Jack McGrath September 07, 2011 at 07:22 PM
From now on- I only respond to people who have a family name. This is not a column for Cher, Madonna, Dion, Elvis or Jack. Your deserve no response.
Skraeling September 07, 2011 at 07:43 PM
But, you just did. Grow up.
Lemora Martin July 03, 2012 at 06:39 AM
You didn't mention Dupar's, opened in 1949, and still going! I first dined there in a high chair, and most recently with my 94 year old dad. It's the only place in the Valley where you can get Welsh Rarebit. In the early '50's, there were slightly seedy, ersatz "log cabins" for rent in the area just southwest of the Dupar's parking lot, where the mini-mall, including Trader Joe's, now stands. I don't remember a House Of Murphy on that site in, say, 1953, just the cabins. The Tahitian, a Tiki Restaurant, was just east of Dupar's on Ventura. I'm also surprised you don't mention The Wild Goose on Ventura. That building still stands. On the southeast corner of Ventura and Laurel Canyon was Herbert's drive-in, complete with car hops. Mickey Rooney mentions going there with Judy Garland (in the late forties/early fifties) after work. Currie's ice cream parlor was directly across the street from the Studio City Theatre. The Moskva Cliff restaurant was one of Marlon Brando's favorites. Recently, I was saddened to see the decline of the once-beautiful neighborhood known as Eucalyptus Grove, bordered by Moorpark , Laurel Canyon, the L.A. River and Radford. The houses look run down and the eucalyptus trees are gone. Kiddieland was not where Von's is. A miniature golf course was. It was torn down in the late fifties when Food Giant was the brand new market that first occupied the current Von's building. Kiddieland was on Ventura, about where Draper's and Damon's is now.

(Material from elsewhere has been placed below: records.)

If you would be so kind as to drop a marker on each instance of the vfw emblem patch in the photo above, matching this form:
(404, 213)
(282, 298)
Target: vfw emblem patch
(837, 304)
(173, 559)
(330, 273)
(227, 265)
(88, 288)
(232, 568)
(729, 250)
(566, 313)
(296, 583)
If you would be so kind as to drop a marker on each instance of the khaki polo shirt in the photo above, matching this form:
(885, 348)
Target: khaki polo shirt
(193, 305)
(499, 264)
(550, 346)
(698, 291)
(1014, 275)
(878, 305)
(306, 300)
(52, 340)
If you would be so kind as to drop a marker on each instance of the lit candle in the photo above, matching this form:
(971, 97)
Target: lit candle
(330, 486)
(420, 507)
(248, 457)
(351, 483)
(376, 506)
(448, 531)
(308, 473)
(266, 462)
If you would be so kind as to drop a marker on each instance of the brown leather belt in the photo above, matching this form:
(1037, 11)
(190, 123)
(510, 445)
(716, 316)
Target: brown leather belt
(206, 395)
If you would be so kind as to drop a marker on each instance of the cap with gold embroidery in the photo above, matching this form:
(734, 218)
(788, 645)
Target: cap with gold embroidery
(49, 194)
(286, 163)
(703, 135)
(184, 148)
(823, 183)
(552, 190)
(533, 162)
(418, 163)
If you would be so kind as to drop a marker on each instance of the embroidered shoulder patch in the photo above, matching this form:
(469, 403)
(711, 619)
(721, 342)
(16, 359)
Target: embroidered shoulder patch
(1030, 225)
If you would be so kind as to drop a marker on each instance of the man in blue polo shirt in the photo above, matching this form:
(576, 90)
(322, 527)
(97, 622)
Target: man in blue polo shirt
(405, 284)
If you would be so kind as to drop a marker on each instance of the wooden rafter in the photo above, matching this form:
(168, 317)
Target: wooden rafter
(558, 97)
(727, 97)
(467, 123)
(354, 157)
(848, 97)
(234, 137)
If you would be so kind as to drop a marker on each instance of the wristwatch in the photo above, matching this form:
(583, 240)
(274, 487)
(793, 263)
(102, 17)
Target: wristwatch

Betsy Cutter November 27, 2012 at 01:40 PM
I grew up on Cantura St which runs parallel to Ventura. There was a little hole-in-the-wall pizza place called Gallo's Pizza that had the best meatball subs I ever tasted, then or now. Steve Gallo saved enough money to open his own little Italian place in the late 60s and the food was still pretty good. I remember my dad giving us money and sending us out the back gate, across the alley and onto Ventura to get meatball subs. We ate at Moskva Cliff once as I remember, and of course DuPar's and Thrifty (oh, those fries!). Times change. When I was a child in the 60s, we could walk pretty much anywhere we wanted and not worry about our safety. Today I'm not so sure. I am also a proud alum of Carpenter (class of '65, with your sisters) and Walter Reed (class of '68). Great article.